Sayak Saha Roy, Unique Karanjit, Shirin Nilizadeh (The University of Texas at Arlington)

Twitter maintains a blackbox approach for detecting malicious URLs shared on its platform. In this study, we evaluate the efficiency of their detection mechanism against newer phishing and drive-by download threats posted on the website over three different time periods of the year. Our findings indicate that several threats remained undetected by Twitter, with the majority of them originating from nine different free website hosting services. These URLs targeted 19 popular organizations and also distributed malicious files from 9 different threat categories. Moreover, the malicious websites hosted under these services were also less likely to get detected by URL scanning tools than other similar threats hosted elsewhere, and were accessible on their respective domains for a much longer duration. We believe that the aforementioned features, combined with the ease of access (drag and drop website creating interface, up-to-date SSL certification, reputed domain, etc.) provides attackers a fast and convenient way to create malicious attacks using these services.

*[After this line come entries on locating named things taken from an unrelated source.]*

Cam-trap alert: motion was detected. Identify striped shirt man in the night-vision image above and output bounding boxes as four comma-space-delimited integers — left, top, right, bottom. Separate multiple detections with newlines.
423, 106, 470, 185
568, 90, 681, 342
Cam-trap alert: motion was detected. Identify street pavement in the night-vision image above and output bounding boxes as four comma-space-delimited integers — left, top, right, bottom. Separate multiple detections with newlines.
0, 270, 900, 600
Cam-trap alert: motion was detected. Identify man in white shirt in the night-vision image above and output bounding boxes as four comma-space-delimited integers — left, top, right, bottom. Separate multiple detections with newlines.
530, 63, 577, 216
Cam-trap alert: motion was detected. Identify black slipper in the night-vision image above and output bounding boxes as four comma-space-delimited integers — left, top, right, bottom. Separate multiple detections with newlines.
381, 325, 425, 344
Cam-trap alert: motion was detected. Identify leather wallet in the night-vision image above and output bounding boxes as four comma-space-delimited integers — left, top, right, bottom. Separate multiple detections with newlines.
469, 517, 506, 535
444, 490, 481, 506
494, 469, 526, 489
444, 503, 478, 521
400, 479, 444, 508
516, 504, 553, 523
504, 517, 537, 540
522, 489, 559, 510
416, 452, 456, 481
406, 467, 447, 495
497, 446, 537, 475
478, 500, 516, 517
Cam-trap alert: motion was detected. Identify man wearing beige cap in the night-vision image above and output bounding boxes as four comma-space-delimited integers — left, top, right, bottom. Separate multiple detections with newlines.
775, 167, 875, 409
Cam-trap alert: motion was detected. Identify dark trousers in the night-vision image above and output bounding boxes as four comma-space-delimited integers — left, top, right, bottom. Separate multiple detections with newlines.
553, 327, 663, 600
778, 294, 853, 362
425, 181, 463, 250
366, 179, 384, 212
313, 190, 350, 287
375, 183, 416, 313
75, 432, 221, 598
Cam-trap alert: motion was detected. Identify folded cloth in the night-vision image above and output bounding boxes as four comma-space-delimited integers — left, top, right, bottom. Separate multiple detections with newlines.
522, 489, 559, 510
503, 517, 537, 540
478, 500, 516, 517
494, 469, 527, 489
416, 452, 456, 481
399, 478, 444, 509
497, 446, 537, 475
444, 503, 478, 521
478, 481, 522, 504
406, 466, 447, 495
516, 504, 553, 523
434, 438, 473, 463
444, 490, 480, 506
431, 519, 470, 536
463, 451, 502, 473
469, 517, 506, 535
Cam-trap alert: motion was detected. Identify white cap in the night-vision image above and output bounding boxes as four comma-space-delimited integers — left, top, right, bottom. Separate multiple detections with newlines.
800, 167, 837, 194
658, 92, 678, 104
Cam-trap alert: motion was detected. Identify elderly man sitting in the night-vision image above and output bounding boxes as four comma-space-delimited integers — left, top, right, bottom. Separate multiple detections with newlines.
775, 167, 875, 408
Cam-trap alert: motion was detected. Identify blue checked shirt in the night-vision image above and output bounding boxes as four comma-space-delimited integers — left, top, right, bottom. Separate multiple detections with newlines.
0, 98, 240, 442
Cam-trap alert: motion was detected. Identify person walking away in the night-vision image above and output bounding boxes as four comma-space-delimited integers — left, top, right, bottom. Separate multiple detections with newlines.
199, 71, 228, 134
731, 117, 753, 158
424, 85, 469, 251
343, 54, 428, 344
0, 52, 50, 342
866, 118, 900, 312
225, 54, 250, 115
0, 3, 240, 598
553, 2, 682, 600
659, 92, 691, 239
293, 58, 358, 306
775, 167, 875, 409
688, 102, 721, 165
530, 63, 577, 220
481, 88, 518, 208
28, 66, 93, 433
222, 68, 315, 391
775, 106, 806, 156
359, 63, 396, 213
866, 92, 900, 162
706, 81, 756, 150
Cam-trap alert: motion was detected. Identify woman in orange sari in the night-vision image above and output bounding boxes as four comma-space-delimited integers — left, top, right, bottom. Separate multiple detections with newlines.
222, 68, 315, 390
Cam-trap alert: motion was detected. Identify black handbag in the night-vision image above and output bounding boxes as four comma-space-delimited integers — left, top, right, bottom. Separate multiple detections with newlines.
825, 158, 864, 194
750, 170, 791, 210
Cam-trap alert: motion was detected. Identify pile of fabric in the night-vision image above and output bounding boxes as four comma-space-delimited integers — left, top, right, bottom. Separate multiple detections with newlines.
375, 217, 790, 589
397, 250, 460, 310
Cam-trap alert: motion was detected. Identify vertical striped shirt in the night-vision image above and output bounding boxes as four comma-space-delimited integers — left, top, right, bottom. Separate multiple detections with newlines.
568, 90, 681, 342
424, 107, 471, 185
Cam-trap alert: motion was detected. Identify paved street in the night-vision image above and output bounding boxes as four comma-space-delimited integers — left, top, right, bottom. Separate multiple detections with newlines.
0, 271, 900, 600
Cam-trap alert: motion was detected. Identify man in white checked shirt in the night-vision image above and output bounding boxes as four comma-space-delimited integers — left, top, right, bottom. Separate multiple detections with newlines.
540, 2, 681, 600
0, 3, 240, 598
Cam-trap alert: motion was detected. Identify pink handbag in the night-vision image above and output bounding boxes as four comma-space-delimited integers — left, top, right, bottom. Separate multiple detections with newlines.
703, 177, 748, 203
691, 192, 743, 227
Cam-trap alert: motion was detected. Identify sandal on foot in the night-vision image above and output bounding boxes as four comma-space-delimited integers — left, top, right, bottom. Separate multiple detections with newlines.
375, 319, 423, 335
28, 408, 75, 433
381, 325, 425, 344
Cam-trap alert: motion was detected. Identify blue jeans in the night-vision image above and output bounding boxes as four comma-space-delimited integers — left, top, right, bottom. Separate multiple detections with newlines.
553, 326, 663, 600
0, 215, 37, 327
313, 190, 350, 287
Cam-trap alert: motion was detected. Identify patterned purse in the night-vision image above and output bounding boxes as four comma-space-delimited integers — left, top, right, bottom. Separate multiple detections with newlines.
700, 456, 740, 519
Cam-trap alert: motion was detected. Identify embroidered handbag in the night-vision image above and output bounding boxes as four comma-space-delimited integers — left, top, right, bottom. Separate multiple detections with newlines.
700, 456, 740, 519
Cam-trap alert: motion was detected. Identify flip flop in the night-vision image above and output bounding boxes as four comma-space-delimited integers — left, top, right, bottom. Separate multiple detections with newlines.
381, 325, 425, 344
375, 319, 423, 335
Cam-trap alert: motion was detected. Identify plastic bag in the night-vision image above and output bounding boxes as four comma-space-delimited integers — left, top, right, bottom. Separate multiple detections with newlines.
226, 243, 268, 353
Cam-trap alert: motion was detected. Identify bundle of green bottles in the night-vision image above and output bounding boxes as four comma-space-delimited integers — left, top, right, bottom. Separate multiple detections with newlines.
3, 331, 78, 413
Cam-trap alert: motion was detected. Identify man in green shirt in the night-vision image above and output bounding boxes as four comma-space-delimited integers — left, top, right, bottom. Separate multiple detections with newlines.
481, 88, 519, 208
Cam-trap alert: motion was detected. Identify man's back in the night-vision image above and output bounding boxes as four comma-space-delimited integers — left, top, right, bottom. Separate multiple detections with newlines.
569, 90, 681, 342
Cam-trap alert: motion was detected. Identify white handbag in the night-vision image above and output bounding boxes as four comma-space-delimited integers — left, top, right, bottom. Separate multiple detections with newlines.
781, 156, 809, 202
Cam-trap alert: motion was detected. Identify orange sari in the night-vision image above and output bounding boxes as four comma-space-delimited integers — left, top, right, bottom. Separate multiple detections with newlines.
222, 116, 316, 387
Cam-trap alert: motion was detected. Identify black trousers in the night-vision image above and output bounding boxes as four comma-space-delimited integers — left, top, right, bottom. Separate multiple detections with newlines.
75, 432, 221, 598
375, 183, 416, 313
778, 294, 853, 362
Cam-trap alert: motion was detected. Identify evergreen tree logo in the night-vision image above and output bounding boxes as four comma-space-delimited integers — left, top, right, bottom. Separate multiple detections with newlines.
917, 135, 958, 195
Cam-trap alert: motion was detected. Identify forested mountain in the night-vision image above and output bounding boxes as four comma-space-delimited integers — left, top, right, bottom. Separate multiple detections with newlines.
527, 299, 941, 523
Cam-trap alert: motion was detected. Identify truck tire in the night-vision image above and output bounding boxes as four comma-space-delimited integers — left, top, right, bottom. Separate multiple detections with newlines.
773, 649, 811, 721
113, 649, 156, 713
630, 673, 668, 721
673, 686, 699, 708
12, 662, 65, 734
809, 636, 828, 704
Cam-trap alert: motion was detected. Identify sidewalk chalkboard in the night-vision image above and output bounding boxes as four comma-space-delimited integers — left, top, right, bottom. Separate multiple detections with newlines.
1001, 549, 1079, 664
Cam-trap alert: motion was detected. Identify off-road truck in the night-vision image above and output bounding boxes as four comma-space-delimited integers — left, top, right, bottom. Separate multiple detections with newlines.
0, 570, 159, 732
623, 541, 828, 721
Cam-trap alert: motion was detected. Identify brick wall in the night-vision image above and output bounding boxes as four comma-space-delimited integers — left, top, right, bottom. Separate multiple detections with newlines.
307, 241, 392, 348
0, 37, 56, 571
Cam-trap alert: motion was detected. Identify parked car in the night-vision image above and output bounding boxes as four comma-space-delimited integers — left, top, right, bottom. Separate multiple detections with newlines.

On the other hand, we also observed that the majority of the URLs which were actually detected by Twitter remained active on the platform throughout our study, allowing them to be easily distributed across the platform. Also, several benign websites in our dataset were detected by Twitter as being malicious. We hypothesize that this is caused due to a blocklisting procedure used by Twitter, which detects all URLs originating from certain domains, irrespective of their content. Thus, our results identify a family of potent threats, which are distributed freely on Twitter, and are also not detected by the majority of URL scanning tools, or even the services which host them, thus making the need for a more thorough URL blocking approach from Twitter’s end more apparent.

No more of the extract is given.